# 1095-a



## cirrus (Aug 2, 2014)

I have just received 4 letters from the Market Place all with 7 pages including a corrected 1095-A for *2015.*
Their original 1095-A for 2015 was filed 18 months ago
I spent over an hour on the phone to O’care trying to sort this mess out. All their figures differ from my healthcare provider's correct figures and the 1095's will have to be sent to me again.

They cannot fax or attach to an email or simply mail because I am living outside of the US.
Just how inefficient can this outfit be?

I now have to make arrangements for an accountant to forward this mail and go through amending my 2015 returns including 8962 and presumably a 1040X.
More expense in sorting out this no fault of my own mess.
Any one else had the same?


----------



## Bevdeforges (Nov 16, 2007)

How much money is involved here?

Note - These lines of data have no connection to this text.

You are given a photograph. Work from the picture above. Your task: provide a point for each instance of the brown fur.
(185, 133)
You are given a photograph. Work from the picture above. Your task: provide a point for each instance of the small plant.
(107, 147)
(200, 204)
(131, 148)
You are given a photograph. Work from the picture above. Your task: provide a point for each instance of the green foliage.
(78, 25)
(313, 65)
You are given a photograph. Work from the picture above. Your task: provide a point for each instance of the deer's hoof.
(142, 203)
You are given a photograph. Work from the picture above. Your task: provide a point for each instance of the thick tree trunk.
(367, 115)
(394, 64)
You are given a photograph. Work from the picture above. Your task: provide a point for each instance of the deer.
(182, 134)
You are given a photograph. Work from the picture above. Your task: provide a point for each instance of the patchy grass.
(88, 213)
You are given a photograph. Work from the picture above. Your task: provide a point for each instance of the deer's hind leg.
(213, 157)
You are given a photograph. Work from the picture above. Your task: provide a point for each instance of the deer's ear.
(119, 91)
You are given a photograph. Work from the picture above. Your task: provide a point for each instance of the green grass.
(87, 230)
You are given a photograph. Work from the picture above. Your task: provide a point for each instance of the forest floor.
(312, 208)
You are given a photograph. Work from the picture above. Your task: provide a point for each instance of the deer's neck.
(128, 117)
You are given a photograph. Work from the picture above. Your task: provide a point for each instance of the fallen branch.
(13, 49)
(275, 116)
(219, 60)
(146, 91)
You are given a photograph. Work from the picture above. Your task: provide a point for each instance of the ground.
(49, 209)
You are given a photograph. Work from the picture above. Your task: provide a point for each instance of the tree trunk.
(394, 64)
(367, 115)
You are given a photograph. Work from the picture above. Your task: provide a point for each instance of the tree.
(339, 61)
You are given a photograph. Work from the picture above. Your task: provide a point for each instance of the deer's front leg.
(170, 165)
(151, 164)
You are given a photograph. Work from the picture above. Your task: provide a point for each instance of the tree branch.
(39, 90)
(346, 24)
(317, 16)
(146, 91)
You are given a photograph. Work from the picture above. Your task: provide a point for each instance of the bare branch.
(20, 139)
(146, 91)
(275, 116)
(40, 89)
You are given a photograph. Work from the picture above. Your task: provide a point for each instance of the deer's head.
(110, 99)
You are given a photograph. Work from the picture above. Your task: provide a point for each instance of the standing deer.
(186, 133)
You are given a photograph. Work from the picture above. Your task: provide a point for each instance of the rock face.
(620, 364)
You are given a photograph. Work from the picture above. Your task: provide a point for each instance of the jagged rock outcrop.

Because if it isn't a large sum, I'd be inclined to just ignore it all and let sleeping dogs lie, as the old expression goes. 

As I understand it, the 1095-a is the form the healthcare provider sends you to inform you of what information they have provided to the IRS regarding your compliant coverage. If you are living overseas now, you're no longer subject to the whole healthcare thing, and unless you're due a huge subsidy based on the original (wrong) information, I'd let the IRS wrestle with whatever the changes are - and if you owe them something, I'm sure they'll be in touch.
Cheers,
Bev


----------



## cirrus (Aug 2, 2014)

Bevdeforges said:


> How much money is involved here? Because if it isn't a large sum, I'd be inclined to just ignore it all and let sleeping dogs lie, as the old expression goes.
> 
> As I understand it, the 1095-a is the form the healthcare provider sends you to inform you of what information they have provided to the IRS regarding your compliant coverage. If you are living overseas now, you're no longer subject to the whole healthcare thing, and unless you're due a huge subsidy based on the original (wrong) information, I'd let the IRS wrestle with whatever the changes are - and if you owe them something, I'm sure they'll be in touch.
> Cheers,
> Bev


Thanks Bev, not much as far as I know but it's a possible fine if I leave it. 
Unfortunately I have not sold my house yet and they hang on to 15% (8862?)until they are satisfied they have screwed me for every last cent I would think.


----------



## Bevdeforges (Nov 16, 2007)

It depends, I think. And "given" that the current regime is committed to repealing Obamacare, didn't I hear that the IRS isn't going to be enforcing the whole Healthcare thing terribly strictly at the moment?
Cheers,
Bev


----------



## cirrus (Aug 2, 2014)

I hope so for others. Might save the taxpayer a bunch.
I personally have never dealt with such an inefficient company ever.
I have spent hours and hours on the phone and mailed many certified letters to them.
Initially, they had my GC, US D/L, passport and SSN and years later they still cannot verify my identity even with the help of my local senator who arranged 3 way tel-cons with them trying to sort this out.


----------